16. März 2026

Die Oscars 2026 haben sich diesmal erstaunlich lebendig angefühlt

Was meint ihr? Bin ich mit der Meinung hier alleine? Erstmal hat sich die Oscar-Nacht für mich wie jede Oscar Nacht angefühlt. Ich sitz da, halb müde, mit einem Red Bull in der Hand und merke schon nach ein paar Minuten, hm hm, das war diesmal keine komplett verstaubte Gala. Vor allem, weil Conan O’Brien das Ganze offenbar wirklich mit einem wirklich geilen Schmäh und Timing getragen hat.
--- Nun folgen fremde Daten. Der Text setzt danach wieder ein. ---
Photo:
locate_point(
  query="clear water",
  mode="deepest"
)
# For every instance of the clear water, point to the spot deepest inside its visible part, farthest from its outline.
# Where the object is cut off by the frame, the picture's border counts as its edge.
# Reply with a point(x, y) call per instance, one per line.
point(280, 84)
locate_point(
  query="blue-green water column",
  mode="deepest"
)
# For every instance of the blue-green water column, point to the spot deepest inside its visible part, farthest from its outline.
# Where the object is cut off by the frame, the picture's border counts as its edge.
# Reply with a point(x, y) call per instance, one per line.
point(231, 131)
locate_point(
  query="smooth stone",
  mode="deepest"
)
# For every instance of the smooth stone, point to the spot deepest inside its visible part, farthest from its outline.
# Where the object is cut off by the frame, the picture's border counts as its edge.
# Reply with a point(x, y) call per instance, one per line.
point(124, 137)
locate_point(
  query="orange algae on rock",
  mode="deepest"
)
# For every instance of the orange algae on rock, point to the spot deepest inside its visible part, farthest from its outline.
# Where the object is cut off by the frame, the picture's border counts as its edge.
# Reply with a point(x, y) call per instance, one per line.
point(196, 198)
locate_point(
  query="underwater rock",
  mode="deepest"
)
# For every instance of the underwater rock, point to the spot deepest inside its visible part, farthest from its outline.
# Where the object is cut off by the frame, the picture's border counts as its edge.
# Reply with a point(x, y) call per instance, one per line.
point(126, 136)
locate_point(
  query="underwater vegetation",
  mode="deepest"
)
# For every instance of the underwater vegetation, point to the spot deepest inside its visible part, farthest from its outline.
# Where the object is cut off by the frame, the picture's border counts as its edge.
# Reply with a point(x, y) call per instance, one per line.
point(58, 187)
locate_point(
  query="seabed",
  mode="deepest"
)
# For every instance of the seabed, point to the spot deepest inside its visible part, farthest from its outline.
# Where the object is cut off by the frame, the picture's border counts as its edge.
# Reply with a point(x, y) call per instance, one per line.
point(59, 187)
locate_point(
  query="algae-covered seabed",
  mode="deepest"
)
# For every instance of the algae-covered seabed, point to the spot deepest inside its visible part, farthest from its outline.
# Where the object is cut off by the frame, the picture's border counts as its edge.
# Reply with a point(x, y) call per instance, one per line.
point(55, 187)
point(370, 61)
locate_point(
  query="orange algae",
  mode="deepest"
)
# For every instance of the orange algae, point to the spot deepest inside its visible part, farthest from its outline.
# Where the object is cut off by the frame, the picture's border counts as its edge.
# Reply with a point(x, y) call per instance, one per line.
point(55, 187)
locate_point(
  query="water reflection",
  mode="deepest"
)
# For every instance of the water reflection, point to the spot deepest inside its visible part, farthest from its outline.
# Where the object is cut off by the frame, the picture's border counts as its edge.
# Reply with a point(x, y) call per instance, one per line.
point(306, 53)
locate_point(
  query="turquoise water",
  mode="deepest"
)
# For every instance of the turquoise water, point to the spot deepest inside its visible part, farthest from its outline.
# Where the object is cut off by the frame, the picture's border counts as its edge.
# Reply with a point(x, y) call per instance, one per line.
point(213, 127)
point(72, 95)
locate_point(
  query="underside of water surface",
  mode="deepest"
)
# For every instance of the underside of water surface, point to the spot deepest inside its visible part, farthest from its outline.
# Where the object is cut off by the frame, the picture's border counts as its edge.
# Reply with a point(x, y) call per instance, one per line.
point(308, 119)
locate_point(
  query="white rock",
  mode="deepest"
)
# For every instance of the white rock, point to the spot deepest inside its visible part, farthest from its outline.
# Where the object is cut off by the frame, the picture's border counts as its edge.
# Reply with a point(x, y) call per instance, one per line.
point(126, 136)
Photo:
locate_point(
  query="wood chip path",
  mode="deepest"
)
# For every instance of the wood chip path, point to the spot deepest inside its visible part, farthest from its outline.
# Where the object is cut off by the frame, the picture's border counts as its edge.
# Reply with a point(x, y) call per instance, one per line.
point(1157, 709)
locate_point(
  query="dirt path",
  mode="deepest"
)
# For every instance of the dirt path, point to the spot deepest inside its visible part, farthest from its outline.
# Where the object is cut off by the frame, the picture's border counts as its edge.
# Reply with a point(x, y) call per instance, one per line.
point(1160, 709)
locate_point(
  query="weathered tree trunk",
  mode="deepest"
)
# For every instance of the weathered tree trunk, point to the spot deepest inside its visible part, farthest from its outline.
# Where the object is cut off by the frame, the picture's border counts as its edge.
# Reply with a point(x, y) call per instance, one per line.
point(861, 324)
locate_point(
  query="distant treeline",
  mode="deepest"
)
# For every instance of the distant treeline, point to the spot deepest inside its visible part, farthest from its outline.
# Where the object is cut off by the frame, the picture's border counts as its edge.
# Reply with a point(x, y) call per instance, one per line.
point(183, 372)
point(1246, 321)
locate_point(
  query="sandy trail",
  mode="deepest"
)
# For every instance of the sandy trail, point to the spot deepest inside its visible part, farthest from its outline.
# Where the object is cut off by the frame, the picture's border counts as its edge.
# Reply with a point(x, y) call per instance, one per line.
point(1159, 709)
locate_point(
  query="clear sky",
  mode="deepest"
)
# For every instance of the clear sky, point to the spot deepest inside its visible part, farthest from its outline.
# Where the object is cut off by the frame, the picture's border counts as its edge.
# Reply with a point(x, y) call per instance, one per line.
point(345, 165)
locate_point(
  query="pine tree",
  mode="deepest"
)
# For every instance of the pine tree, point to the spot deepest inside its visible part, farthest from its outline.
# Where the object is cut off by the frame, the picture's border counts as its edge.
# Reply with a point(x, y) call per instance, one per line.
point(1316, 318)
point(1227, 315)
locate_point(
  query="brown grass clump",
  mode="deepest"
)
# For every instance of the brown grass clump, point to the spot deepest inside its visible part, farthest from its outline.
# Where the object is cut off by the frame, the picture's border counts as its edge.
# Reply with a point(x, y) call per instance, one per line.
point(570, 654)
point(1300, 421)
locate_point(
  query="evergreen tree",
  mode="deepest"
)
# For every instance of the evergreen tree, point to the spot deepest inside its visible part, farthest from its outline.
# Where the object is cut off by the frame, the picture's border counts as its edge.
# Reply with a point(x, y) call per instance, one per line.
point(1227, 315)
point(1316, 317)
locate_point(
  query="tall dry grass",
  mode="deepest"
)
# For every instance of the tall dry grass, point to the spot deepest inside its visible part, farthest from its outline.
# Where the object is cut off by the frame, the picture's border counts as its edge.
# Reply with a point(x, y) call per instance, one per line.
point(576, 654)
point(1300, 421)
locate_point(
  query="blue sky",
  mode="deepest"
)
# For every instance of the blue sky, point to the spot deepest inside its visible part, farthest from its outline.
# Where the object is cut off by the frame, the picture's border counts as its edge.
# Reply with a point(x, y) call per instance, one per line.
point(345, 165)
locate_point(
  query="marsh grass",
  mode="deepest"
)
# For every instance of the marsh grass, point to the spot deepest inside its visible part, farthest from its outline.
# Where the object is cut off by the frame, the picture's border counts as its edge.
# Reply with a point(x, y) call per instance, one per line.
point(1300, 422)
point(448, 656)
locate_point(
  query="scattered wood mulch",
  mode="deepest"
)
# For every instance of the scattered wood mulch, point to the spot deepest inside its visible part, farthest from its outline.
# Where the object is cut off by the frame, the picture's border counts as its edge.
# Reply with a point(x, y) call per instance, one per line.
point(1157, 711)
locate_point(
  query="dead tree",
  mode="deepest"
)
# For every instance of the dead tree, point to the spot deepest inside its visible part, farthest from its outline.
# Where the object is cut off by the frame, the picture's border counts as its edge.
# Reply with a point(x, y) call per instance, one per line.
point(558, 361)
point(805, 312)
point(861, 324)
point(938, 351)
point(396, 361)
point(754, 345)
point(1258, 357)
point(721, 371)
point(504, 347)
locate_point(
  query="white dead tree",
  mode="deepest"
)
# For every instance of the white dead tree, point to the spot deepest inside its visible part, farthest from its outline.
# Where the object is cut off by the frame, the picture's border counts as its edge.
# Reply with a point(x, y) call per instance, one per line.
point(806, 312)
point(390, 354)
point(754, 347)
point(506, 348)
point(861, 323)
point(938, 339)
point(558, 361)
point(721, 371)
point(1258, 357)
Das ist bei so einer langen Preisverleihung ehrlich gesagt schon die halbe Miete.

Bei den Gewinnern hatte ich dieses Jahr öfter das Gefühl, ja, damit kann ich leben. Michael B. Jordan als bester Hauptdarsteller für Sinners hat für mich total gepasst. Gerade weil eine Doppelrolle so leicht nach technischem Trick aussehen kann und bei ihm anscheinend genau das Gegenteil passiert ist. Wenn man vergisst, dass da eigentlich ein Schauspieler zwei Figuren spielt, dann hat der Film was richtig gemacht. Und irgendwie freut mich sowas mehr als diese ganz offensichtlichen Prestige-Siege.

Auch Jessie Buckley als beste Hauptdarstellerin für Hamnet klingt für mich nach einer Wahl, über die man schwer raunzen kann. Ich mag es, wenn eine Performance nicht nur „groß“ ist, sondern auch nachwirkt. So eine Rolle, bei der man am nächsten Tag noch dran denkt, obwohl man eigendlich schon wieder beim Alltag ist.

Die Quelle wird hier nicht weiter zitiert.